Although it does occur in younger people, it is primarily a disease of the elderly. Five-year survival rates are low (24%) for those with intrahepatic disease. The primary treatment is surgery.
Later stage cancers cannot be entirely excised surgically. In these cases, radiotherapy and chemotherapy may be given, but there is no more specific drug treatment.
A new treatment is under development. Taiho’s futibatinib is an orally available selective, irreversible small molecule inhibitor of fibroblast growth factor receptors (FGFRs) 1, 2, 3 and 4, and is being developed as a potential treatment for patients with advanced solid tumours with genetic aberrations to FGFR 1–4, including cholangiocarcinoma.
The molecule binds to the FGFR binding pocket, inhibiting the signal transduction pathways it mediates, reducing tumour cell proliferation and increasing cell death in tumours with these mutations.
A first-in-human Phase I dose escalation trial has been done in 86 patients with advanced solid tumours that were refractory to standard therapies.1
Subjects were given 8–200 mg of the drug three times a week or 4–24 mg once a day. In all, 83% of the subjects had tumours with FGF/FGFR aberrations.

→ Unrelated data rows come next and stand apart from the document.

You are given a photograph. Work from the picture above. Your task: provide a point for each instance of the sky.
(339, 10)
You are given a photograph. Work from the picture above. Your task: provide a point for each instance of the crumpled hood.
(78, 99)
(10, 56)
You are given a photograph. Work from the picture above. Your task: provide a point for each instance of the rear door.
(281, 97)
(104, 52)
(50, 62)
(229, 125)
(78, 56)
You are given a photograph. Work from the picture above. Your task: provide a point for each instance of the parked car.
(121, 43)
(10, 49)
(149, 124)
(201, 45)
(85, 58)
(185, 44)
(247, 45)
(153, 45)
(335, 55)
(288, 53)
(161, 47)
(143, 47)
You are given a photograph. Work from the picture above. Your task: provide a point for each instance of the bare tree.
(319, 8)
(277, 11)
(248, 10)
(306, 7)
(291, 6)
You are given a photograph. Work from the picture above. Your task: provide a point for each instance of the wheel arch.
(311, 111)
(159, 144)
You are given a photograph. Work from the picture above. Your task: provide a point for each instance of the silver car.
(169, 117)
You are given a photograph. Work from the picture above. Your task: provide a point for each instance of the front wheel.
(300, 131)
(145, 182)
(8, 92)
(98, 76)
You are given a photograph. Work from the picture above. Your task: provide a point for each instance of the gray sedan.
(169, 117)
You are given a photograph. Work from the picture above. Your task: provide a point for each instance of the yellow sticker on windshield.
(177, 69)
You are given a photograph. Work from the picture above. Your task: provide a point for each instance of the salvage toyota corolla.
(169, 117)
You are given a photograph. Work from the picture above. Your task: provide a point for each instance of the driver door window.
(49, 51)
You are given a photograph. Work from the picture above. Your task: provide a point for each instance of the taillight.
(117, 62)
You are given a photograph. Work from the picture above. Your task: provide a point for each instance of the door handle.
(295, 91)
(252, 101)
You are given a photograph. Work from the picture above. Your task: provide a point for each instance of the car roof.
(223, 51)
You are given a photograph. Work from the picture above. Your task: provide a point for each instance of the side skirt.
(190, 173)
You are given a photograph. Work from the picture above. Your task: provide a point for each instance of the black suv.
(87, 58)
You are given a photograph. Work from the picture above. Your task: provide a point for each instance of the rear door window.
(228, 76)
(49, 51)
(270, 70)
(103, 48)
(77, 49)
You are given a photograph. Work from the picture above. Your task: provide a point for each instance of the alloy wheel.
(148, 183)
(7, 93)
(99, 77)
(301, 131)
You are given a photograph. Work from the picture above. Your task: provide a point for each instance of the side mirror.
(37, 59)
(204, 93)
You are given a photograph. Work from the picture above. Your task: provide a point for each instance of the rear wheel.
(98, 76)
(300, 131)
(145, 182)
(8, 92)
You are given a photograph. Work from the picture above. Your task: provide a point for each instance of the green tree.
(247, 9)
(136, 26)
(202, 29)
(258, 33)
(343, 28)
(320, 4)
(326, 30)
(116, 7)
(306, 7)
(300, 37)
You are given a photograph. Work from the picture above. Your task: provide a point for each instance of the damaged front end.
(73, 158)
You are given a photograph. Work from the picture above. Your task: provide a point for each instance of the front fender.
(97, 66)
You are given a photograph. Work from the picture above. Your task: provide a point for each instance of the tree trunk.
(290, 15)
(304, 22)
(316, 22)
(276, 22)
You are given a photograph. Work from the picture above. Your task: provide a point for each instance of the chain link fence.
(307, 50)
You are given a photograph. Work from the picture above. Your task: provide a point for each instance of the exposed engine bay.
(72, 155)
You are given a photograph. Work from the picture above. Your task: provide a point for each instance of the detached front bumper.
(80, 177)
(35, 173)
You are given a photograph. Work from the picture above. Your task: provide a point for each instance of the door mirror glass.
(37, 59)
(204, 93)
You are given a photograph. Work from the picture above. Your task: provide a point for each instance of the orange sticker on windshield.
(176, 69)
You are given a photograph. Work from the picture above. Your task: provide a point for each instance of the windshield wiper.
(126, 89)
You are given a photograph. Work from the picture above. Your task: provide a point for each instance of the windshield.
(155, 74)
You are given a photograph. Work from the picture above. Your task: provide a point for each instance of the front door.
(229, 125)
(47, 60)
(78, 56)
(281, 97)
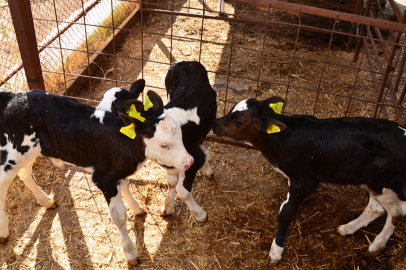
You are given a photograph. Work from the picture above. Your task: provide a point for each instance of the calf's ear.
(275, 104)
(153, 103)
(137, 87)
(138, 105)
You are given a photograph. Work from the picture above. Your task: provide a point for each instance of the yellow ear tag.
(129, 131)
(273, 129)
(132, 112)
(277, 107)
(148, 104)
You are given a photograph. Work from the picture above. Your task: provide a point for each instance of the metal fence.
(327, 58)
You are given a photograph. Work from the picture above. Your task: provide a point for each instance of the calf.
(36, 123)
(192, 104)
(309, 151)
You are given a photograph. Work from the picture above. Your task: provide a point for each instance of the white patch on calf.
(182, 116)
(99, 114)
(119, 216)
(108, 99)
(372, 211)
(166, 146)
(285, 202)
(275, 253)
(241, 106)
(15, 161)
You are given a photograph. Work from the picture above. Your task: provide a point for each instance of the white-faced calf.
(192, 104)
(36, 123)
(309, 151)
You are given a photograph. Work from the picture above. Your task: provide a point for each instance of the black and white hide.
(309, 151)
(36, 123)
(192, 104)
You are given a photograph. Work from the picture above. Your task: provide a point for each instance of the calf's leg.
(395, 208)
(185, 194)
(42, 198)
(298, 191)
(5, 180)
(172, 178)
(133, 204)
(111, 189)
(373, 210)
(184, 186)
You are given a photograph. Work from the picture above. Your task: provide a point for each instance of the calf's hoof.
(133, 262)
(271, 262)
(54, 206)
(164, 213)
(3, 240)
(142, 213)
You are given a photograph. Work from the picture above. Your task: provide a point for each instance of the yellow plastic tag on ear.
(273, 129)
(129, 131)
(277, 107)
(132, 112)
(148, 104)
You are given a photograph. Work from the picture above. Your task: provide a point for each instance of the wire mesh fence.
(258, 49)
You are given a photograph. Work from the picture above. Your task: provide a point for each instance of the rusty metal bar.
(354, 25)
(396, 10)
(387, 70)
(384, 16)
(342, 16)
(65, 25)
(24, 28)
(366, 11)
(380, 38)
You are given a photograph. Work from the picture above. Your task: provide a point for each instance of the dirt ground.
(244, 200)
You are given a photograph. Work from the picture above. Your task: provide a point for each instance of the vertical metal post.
(24, 28)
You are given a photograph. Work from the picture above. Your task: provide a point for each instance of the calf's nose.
(190, 164)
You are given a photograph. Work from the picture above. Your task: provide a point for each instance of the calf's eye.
(237, 124)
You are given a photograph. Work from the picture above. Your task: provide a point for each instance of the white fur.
(182, 116)
(285, 202)
(168, 133)
(371, 212)
(119, 218)
(389, 201)
(221, 6)
(275, 253)
(108, 99)
(24, 163)
(241, 106)
(133, 204)
(98, 114)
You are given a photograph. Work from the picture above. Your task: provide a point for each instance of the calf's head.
(162, 135)
(249, 117)
(114, 99)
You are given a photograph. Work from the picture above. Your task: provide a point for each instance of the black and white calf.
(192, 104)
(309, 151)
(36, 123)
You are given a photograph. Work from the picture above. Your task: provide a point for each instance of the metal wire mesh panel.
(11, 75)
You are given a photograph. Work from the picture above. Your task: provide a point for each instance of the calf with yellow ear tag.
(309, 151)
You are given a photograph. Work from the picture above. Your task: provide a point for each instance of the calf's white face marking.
(108, 99)
(99, 114)
(166, 147)
(241, 106)
(182, 116)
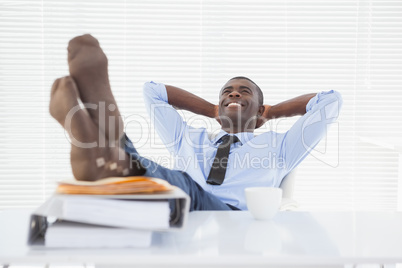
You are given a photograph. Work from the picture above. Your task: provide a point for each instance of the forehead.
(236, 83)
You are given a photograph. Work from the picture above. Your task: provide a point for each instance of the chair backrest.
(288, 183)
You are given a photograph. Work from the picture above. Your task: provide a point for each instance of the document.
(143, 214)
(63, 234)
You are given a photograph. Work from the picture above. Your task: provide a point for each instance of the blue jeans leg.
(200, 199)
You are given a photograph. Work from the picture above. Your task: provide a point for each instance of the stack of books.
(112, 212)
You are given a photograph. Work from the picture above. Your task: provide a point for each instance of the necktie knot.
(229, 139)
(218, 169)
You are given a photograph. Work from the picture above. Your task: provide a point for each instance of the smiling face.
(239, 106)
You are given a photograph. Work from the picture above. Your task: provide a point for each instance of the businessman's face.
(239, 104)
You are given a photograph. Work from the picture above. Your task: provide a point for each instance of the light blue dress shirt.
(261, 160)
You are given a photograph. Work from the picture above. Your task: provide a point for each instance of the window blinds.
(289, 48)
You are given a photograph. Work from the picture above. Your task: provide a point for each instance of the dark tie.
(218, 169)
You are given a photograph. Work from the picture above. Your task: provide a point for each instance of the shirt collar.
(243, 136)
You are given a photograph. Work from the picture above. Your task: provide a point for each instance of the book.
(146, 208)
(64, 234)
(125, 213)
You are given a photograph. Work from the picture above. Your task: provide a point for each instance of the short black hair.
(259, 91)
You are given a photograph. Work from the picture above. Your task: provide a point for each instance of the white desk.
(233, 239)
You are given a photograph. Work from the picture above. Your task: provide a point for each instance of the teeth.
(234, 104)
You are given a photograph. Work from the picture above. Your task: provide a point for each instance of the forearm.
(185, 100)
(292, 107)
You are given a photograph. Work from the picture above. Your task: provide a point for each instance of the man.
(213, 181)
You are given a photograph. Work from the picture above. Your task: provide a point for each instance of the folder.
(50, 211)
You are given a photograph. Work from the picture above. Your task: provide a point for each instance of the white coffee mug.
(263, 202)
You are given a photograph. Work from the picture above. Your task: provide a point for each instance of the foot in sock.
(89, 161)
(88, 67)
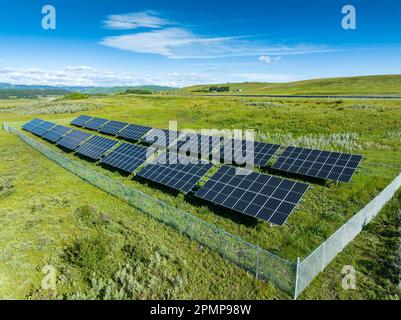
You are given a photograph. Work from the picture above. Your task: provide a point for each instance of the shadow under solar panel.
(160, 138)
(81, 120)
(133, 132)
(95, 123)
(41, 129)
(113, 127)
(319, 164)
(56, 133)
(258, 195)
(239, 152)
(177, 173)
(32, 124)
(126, 157)
(95, 147)
(191, 144)
(72, 140)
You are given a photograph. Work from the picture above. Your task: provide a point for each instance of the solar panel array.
(177, 172)
(258, 195)
(198, 144)
(32, 124)
(126, 157)
(80, 121)
(112, 127)
(160, 138)
(134, 132)
(95, 123)
(41, 129)
(320, 164)
(95, 147)
(72, 140)
(56, 133)
(235, 151)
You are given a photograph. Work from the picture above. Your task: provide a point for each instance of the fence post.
(296, 278)
(257, 264)
(323, 255)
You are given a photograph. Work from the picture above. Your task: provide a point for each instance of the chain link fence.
(292, 278)
(317, 261)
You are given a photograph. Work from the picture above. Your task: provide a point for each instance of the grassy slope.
(369, 85)
(377, 125)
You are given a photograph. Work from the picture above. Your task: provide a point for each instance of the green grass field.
(369, 85)
(51, 217)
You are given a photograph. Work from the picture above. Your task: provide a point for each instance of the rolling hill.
(366, 85)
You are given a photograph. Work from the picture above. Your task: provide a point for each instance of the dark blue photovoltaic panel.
(258, 195)
(72, 140)
(319, 164)
(81, 120)
(56, 133)
(175, 171)
(113, 127)
(32, 124)
(95, 123)
(126, 157)
(134, 132)
(41, 129)
(237, 152)
(95, 147)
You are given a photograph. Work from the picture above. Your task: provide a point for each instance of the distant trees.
(214, 89)
(76, 96)
(138, 91)
(30, 93)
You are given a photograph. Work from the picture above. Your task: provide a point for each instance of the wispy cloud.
(179, 43)
(89, 76)
(129, 21)
(269, 59)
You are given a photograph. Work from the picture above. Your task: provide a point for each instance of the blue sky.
(180, 43)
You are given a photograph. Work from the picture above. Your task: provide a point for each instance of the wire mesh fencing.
(316, 262)
(292, 278)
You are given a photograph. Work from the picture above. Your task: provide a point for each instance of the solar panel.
(95, 147)
(112, 127)
(95, 123)
(41, 129)
(320, 164)
(160, 138)
(258, 195)
(177, 172)
(235, 151)
(190, 144)
(134, 132)
(56, 133)
(73, 139)
(126, 157)
(32, 124)
(81, 120)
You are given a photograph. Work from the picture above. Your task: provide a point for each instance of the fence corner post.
(296, 278)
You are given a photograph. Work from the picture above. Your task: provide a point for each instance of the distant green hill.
(122, 89)
(367, 85)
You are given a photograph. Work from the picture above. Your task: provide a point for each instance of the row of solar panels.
(307, 162)
(258, 195)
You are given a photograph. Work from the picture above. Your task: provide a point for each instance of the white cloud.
(128, 21)
(264, 77)
(269, 59)
(179, 43)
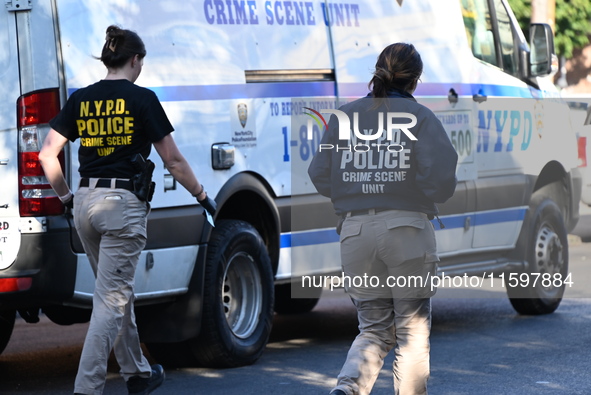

The maximum tolerated dose was determined to be 20 mg once a day, with no maximum tolerated dose defined for the thrice weekly schedule.
The most common treatment-emergent adverse events were hyperphosphataemia, diarrhoea and constipation, which led to dose interruptions and reductions or discontinuation in 55, 14 and 3% of patients, respectively.
Partial responses were seen in five patients, three of whom had FGFR2 fusion-positive intrahepatic cholangiocarcinoma (iCCA) and the other two had FGFR1-mutant primary brain tumours. Stable disease was achieved in a further 41 patients.
In a single-arm Phase II study, 103 patients with locally advanced or metastatic unresectable iCCA with FGFR2 gene fusions and disease progression after at least one line of systemic therapy were given daily 20 mg doses of the drug until disease progression or unacceptable toxicity occurred.2
In a preliminary analysis, data were reported for 67 patients with at least 6 months of follow-up, there was an objective response rate of 34.3%, a median time to response of 1.6 months and a median duration of response of 6.2 months.
Subgroup analysis of these interim data indicated that for those patients with confirmed FGFR2 alterations, the objective response rate was 36.2% for those with FGFR2 fusions and 44.4% for those with rearrangements.3
A further analysis showed that the 20 mg daily dose was encouraging in terms of patient-reported quality of life scores.4
References
- R. Bahleda, et al., Ann. Oncol. (2020): doi: 10.1016/j.annonc.2020.06.018.
- L. Goyal, et al., J. Clin. Oncol. 38(Suppl.), Abst. 108 (2020).
- J Bridgewater, et al., ESMO Virtual Congress 2020 (September 19–21), Abst. 4493.
- J.W. Valle, et al., ESMO Virtual Congress 2020 (September 19–21), Abst. 4513.